In January, I was retained by the prosecutor of the International Criminal Court (ICC), Karim Khan, who is facing an investigation into allegations of misconduct and abuse of authority. I was tasked with undertaking a gender-competent analysis of the then-undisclosed evidence collected by the United Nations Office of Internal Oversight Services (OIOS), which was tasked by the president of the Assembly of States Parties (ASP) with the inquiry.
I would also lead the drafting of defence submissions to the Judicial Panel, comprising three eminent judges selected by the Bureau of the ASP, the ICC’s executive oversight body. The Judicial Panel was charged with legally characterising any facts found by the OIOS in the course of its investigation. This process, not contemplated in existing court regulations, was designed and implemented by the bureau and established specifically for this complaint.
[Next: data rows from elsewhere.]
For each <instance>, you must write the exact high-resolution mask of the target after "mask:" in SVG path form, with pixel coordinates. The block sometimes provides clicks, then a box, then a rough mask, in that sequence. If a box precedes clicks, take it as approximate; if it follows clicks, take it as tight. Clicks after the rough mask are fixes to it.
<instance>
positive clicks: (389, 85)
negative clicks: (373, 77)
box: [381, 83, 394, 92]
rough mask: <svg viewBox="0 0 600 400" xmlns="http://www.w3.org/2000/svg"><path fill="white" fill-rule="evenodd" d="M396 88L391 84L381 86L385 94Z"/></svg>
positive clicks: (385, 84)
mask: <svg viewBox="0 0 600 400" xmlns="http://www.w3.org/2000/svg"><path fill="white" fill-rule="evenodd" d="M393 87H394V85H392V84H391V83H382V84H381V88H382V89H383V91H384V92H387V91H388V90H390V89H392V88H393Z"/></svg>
As a condition of receiving the disclosure, I signed a confidentiality agreement that bars me from discussing the evidence. I am permitted, however, to respond to any inaccurate or misleading information placed into the public domain. I intend to abide by these obligations in this article.
The OIOS’s investigation began in November 2024 and ran until December 2025. All parties had lengthy interviews and were able to submit any material that they believed to be relevant. OIOS investigators also interviewed many others and independently collected material. Contrary to what has been reported with regard to the allegation of sexual misconduct, there are no corroborating witnesses. The material collected ran to more than 5,000 pages.
The Judicial Panel spent three months reviewing the OIOS report and the mass of underlying material. In March, the judges handed down an 85-page report, in which they recounted and analysed the evidence. In their conclusion, as has been publicly reported, the judges stated that they were “unanimously of the opinion that the factual findings by OIOS do not establish misconduct or breach of duty under the relevant legal framework”.
This finding did not surprise me. The totality of evidence collected by the OIOS was not, in my view, capable of meeting the long-accepted standard of proof of beyond reasonable doubt. I remain unconvinced that a lower standard of proof would have yielded a different outcome. The doubts inherent in the evidence were not merely reasonable; they were serious.
So far, so straightforward. Once the Judicial Panel’s conclusion became publicly known, however, a number of intriguing events unfurled.
First, the bureau circulated an “OIOS Report Summary”, which did not summarise the concluding operative section of the OIOS report, titled “Findings”, but rather drew from the report’s brief narrative overview in an early section titled “Overview”. That the summary was misaligned with the OIOS’s findings was evident, not only from reading the OIOS report’s “Findings”, but also from the Judicial Panel’s analysis of the OIOS report, which repeatedly referenced the lack of conclusive factual findings made by the OIOS.
The purported summary, which gave the impression that the OIOS had made conclusive factual findings with regard to the sexual misconduct allegations, promptly leaked.